Practical experience evaluating or testing LLM-based applications (RAG, agents, fine-tuned models) for safety, robustness, bias, and adversarial resilience.
Strong Python skills and proficiency with at least one ML framework (PyTorch, TensorFlow, or Hugging Face Transformers), including the ability to read and modify training, fine-tuning, and inference code.
Working knowledge of MLOps tooling, including model registries, experiment tracking, CI/CD for ML, and monitoring systems such as MLflow, Weights & Biases, or Kubeflow.
Proven ability to design and document technical control frameworks, evaluation methodologies, and risk assessments suitable for adoption by engineering teams.

Preferred Qualifications

Hands-on experience with AI red-teaming and evaluation tools such as Garak, PyRIT, Promptfoo, DeepEval, and Inspect AI.
Experience with adversarial robustness libraries (ART, CleverHans, TextAttack) and formal model evaluation methodology.
Substantive ML supply-chain security experience, including model signing (e.g., Sigstore for models), dataset provenance, Hugging Face artifact scanning, and SBOM/MBOM for AI systems.
Experience operationalizing agentic AI safety, including tool-use sandboxing, capability scoping, and runtime guardrails.
Contributions to AI safety, evaluation, or governance communities, such as published research, working group participation, or open-source evaluation suites.
Familiarity with content-moderation guardrail systems (Llama Guard, Azure AI Content Safety, NeMo Guardrails) deployed at scale.

Preferred Certifications

Any of the following are considered an asset: ISO/IEC 42001 Lead Implementer; AWS Certified Machine Learning Engineer – Associate (MLA-C01); AWS Certified AI Practitioner (AIF-C01); Microsoft AI-102; or a recognized AI red-teaming or adversarial ML credential.

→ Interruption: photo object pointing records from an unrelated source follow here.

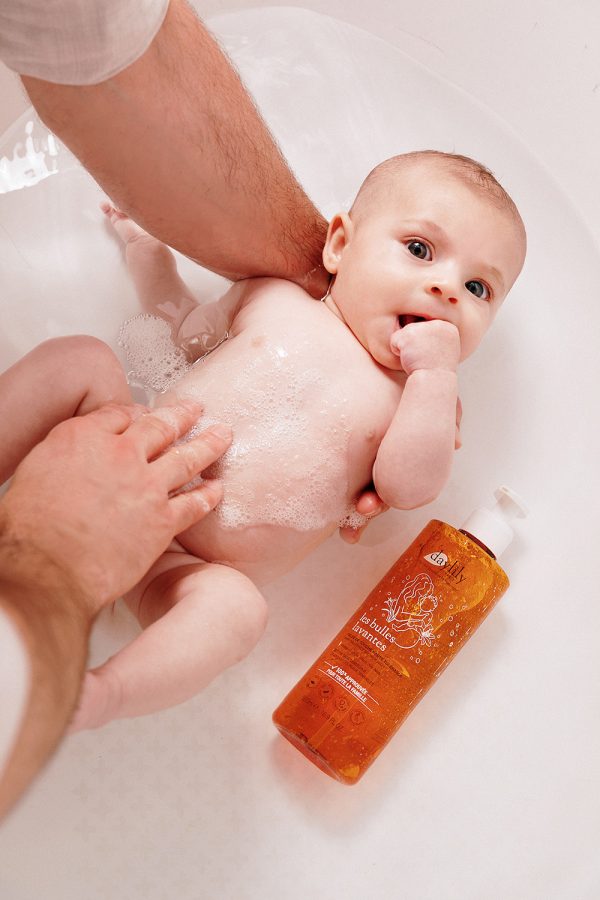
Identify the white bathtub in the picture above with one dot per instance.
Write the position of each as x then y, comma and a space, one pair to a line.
489, 790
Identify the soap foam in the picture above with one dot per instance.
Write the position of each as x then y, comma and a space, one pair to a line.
275, 406
153, 358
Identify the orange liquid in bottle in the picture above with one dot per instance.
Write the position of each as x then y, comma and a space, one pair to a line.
352, 700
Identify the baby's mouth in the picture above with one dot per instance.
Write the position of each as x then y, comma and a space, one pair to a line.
408, 319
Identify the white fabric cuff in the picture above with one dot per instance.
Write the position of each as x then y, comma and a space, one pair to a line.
79, 42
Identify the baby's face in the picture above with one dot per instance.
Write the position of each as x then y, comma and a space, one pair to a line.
432, 247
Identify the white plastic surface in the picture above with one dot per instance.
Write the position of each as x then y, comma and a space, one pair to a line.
490, 788
493, 527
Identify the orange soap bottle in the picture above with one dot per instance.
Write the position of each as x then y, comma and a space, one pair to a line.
352, 700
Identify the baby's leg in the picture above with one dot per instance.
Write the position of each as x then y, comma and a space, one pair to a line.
199, 619
153, 269
58, 379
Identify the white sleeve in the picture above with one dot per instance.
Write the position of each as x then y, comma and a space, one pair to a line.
77, 41
14, 684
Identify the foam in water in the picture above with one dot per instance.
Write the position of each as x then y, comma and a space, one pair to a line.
154, 359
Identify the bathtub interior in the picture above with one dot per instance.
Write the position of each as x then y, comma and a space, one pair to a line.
499, 761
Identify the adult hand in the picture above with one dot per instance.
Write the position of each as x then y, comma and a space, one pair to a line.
95, 498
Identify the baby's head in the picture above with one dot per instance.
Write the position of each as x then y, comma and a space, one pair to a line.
430, 235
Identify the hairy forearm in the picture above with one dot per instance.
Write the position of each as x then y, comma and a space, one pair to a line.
415, 456
49, 615
176, 142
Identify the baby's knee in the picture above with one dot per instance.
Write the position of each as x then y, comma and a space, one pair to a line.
245, 608
83, 353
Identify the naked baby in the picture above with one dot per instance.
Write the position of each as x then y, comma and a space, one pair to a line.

Success Metrics (First 12 Months)

100% of production AI systems inventoried with current model cards, system cards, and EU AI Act risk classifications.
AI risk reviews completed within agreed service levels, targeting no more than 10 business days for new use cases.
Automated evaluation harness covering every production LLM feature, with model and prompt changes gated in CI/CD.
Zero unmitigated High or Critical findings in deployed AI systems at any point in time.
Audit-evidence readiness for ISO/IEC 42001 and applicable AI regulations, with the control-to-evidence mapping maintained on an ongoing basis.
A minimum of two AI red-team exercises per quarter, with documented remediation and regression tests added to the evaluation suite.

What We Offer

A foundational technical role in building responsible AI within a rapidly evolving organization.
Budget and autonomy to select the evaluation, red-teaming, and MLOps tooling appropriate to the program.
Direct engagement with leading AI safety research, tooling, and professional communities.
A hybrid work model, comprehensive benefits, and a culture that values rigorous engineering.

Equal Opportunity Employer. We celebrate diversity and are committed to creating an inclusive environment for every employee. All qualified applicants will receive consideration without regard to race, religion, color, national origin, gender, gender identity, sexual orientation, age, marital status, veteran status, or disability.